Function Clustering-Based Fuzzing Termination: Toward Smarter Early Stopping
Fuzzing is a testing technique that generates a large number of inputs to cause program crashes. As large language models grow, so do the programs developed with their assistance, leading to an exponential increase in code complexity and function counts. Performing comprehensive fuzz testing on all functions has become increasingly challenging and resource-intensive. Current methods for determining when to stop fuzz testing activities rely on metrics such as function coverage, vulnerability function coverage or crash count. However, these metrics fail to account for the scale of the functions under test. For example, function coverage may lead to excessive testing on non-critical functions, while vulnerability function coverage can result in premature termination if the estimated number of vulnerability functions is too low.

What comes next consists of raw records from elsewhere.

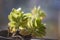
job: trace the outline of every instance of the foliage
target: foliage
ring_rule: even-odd
[[[34,7],[31,13],[24,13],[22,10],[12,9],[8,15],[8,26],[10,31],[20,30],[22,35],[32,34],[38,37],[45,35],[45,25],[42,24],[45,14],[40,7]]]

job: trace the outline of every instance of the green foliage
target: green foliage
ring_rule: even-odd
[[[27,34],[29,33],[38,37],[43,37],[46,33],[46,27],[42,24],[44,17],[45,14],[39,7],[34,7],[31,13],[23,13],[22,10],[17,11],[17,9],[13,9],[8,15],[10,21],[8,26],[11,29],[15,28],[15,30],[19,29],[20,31],[24,30]]]

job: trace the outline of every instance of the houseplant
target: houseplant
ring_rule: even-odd
[[[40,7],[34,7],[30,13],[24,13],[21,8],[12,9],[9,18],[9,33],[12,33],[11,36],[19,34],[22,38],[29,37],[43,37],[46,33],[46,27],[42,23],[42,20],[45,18],[44,12]],[[26,38],[28,39],[28,38]]]

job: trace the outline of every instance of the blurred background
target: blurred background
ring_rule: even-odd
[[[7,29],[12,8],[21,7],[24,12],[30,12],[34,6],[40,6],[46,13],[45,38],[60,38],[60,0],[0,0],[0,30]]]

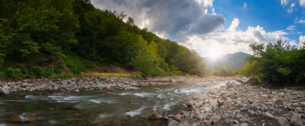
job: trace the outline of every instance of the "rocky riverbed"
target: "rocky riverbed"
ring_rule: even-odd
[[[101,90],[137,90],[141,86],[149,85],[193,84],[202,82],[240,79],[241,77],[208,77],[205,78],[184,76],[151,78],[147,80],[96,77],[92,78],[73,78],[67,80],[49,79],[28,79],[18,82],[0,81],[0,94],[7,95],[9,92],[58,90],[61,92],[94,91]]]
[[[196,94],[185,104],[186,111],[168,116],[168,126],[305,124],[305,91],[269,89],[257,81],[243,83],[228,82],[217,90]]]

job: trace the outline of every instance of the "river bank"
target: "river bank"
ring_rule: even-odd
[[[189,111],[172,115],[168,126],[302,126],[305,91],[270,89],[256,84],[227,83],[198,93],[186,104]]]
[[[243,78],[170,77],[144,80],[95,78],[89,79],[94,84],[98,79],[102,85],[109,85],[108,81],[116,84],[126,81],[138,84],[133,86],[139,89],[121,90],[112,86],[111,90],[81,89],[79,92],[73,92],[66,90],[71,87],[66,86],[69,87],[56,90],[17,90],[8,95],[0,95],[0,126],[167,126],[168,117],[183,109],[181,105],[194,94],[207,93],[228,82],[238,83],[235,80]],[[83,79],[86,79],[52,81],[62,85],[61,82],[66,81],[68,85]],[[33,80],[24,81],[30,85],[34,83],[31,82]],[[42,82],[40,85],[45,83],[35,82]]]
[[[150,78],[147,80],[117,77],[96,77],[92,78],[73,78],[71,79],[31,79],[18,82],[0,81],[0,89],[9,92],[18,91],[60,91],[79,92],[81,91],[137,90],[149,85],[193,84],[198,82],[232,80],[240,80],[240,76],[206,77],[204,78],[173,76]],[[0,94],[5,91],[0,91]]]

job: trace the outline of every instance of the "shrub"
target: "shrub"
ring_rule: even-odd
[[[21,73],[20,69],[14,69],[9,68],[6,71],[6,75],[10,78],[14,79],[16,80],[20,80],[22,79],[24,76]]]

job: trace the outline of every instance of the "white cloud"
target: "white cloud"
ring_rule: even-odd
[[[247,3],[245,2],[244,3],[244,5],[243,5],[243,8],[245,9],[246,8],[247,8]]]
[[[239,20],[238,18],[234,18],[233,21],[232,21],[232,23],[231,23],[231,25],[228,29],[228,30],[236,30],[236,28],[238,26],[239,24]]]
[[[291,5],[290,5],[290,7],[289,7],[289,8],[288,8],[288,9],[287,9],[287,12],[288,13],[292,13],[293,10],[293,8],[294,7],[295,7],[295,6],[296,6],[296,3],[292,3]]]
[[[301,36],[300,36],[299,39],[300,42],[305,41],[305,36],[303,36],[301,35]]]
[[[299,0],[300,6],[305,6],[305,0]]]
[[[296,27],[297,27],[297,25],[291,25],[288,26],[288,27],[287,27],[286,29],[289,30],[297,30],[297,29],[296,29]]]
[[[296,22],[296,23],[305,23],[305,19],[300,19],[299,20],[295,20],[295,22]]]
[[[286,6],[289,2],[290,2],[290,0],[281,0],[281,4],[282,4],[283,7]]]
[[[235,18],[229,28],[222,28],[204,35],[190,35],[186,42],[180,43],[187,47],[194,49],[201,56],[206,57],[211,48],[217,50],[221,54],[244,52],[250,54],[252,51],[249,47],[250,43],[257,42],[274,43],[278,39],[287,40],[292,44],[297,44],[295,40],[284,36],[288,34],[284,30],[267,32],[259,25],[249,26],[245,31],[237,30],[239,20]]]

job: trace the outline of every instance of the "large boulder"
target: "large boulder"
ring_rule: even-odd
[[[245,83],[249,84],[251,85],[257,85],[259,84],[258,80],[256,78],[251,78]]]
[[[3,94],[4,95],[7,95],[9,94],[9,92],[3,88],[0,88],[0,94]]]
[[[302,126],[302,120],[301,116],[298,114],[294,114],[290,118],[290,125],[292,126]]]
[[[278,119],[278,124],[281,126],[290,126],[290,123],[286,118],[280,117]]]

This paper introduces a novel fuzzing testing termination criterion based on function clustering. We compare our criterion with three existing methods.Fisrt, by leveraging langurage model for function encoding and a multi-metric fusion algorithm for determining the number of clusters, we establish a relationship between function clustering and vulnerability distribution. Second, our experiments on eight function libraries demonstrate that the proposed termination criterion significantly improves testing efficiency, reducing fuzzing time by 1.4–7.2 hours (5–30%) across different configurations while maintaining minimal bug loss (averaging 0.25 bugs), outperforming existing criteria like vulnerability function coverage-based approaches.